JERRY: Mmm. Oh look Elaine, the black and white cookie.
ELAINE: Mmm.
JERRY: I love the black and white. Two races of flavor living side by side in harmony. It’s a wonderful thing isn’t it?…
JERRY: … and a black and white cookie, for me. Peace!… (Jerry and Elaine are waiting in line, Jerry takes a bite of his cookie and then speaks) JERRY: Uhm, see the key to eating a Black and White cookie, Elaine, is you want to get some black and some white in each bite. Nothing mixes better than, vanilla and chocolate. And yet still somehow racial harmony eludes us. If people would only *Look to the Cookie* — all our problems would be solved.

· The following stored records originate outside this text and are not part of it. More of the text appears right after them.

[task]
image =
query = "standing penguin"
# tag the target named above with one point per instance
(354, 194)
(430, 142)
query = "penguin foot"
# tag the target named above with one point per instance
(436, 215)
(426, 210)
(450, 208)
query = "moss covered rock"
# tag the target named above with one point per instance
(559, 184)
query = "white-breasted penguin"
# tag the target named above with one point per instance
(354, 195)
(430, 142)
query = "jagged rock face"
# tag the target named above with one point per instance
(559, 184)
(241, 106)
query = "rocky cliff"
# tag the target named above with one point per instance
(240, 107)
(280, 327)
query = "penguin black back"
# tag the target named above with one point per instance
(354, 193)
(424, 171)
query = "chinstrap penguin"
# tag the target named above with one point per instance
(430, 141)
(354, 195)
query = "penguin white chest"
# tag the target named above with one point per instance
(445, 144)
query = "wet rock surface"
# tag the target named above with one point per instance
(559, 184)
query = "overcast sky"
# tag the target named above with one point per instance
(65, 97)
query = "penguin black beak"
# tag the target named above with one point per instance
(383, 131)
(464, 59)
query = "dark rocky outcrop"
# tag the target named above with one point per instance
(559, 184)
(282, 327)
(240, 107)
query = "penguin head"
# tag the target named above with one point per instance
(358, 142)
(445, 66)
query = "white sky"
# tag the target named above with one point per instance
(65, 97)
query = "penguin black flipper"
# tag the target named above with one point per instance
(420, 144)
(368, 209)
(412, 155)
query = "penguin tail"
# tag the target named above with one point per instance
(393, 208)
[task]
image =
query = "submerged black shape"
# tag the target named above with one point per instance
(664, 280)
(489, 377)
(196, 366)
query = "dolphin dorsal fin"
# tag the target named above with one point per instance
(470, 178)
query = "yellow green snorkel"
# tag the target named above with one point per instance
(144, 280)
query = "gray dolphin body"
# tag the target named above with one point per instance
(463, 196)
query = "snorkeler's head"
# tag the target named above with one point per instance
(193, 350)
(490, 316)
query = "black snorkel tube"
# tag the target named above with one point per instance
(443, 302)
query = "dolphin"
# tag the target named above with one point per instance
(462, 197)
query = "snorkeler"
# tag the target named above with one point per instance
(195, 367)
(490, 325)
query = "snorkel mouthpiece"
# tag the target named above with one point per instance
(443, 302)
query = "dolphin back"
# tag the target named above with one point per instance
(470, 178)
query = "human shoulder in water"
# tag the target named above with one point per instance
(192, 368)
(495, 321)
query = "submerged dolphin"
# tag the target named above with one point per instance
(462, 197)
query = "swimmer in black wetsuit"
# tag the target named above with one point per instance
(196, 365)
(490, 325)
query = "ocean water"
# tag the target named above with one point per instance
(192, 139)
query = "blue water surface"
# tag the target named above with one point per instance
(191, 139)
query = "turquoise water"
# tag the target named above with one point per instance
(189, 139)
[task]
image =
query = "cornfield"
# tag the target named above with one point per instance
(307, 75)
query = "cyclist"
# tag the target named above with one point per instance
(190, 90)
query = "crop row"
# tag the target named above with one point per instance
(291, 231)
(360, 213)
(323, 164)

ELAINE: Well your views on race relations are just, fascinating. You really should do an Op-Ed piece for the Times. (Op-Ed stands for Opinions and Editorials)
JERRY: Hmm. Look to the cookie Elaine… Look to the cookie.
(Jerry sees a black man on the other side of the bakery eating the same cookie — Jerry raises his cookie up and so does the man — in a moment of racial harmony & unity to which he just spoke of.)…
JERRY: I don’t know, I don’t feel so good.
ELAINE: What’s wrong?
JERRY: My stomach, I , think it was that cookie.
ELAINE: The black and white?
JERRY: Yeah.
ELAINE: Not getting’ along?
JERRY: I think I got David Duke and Farrakhan down there.
ELAINE: (mocking – in a dopey voice) “Well if we can’t look to the cookie where can we look?”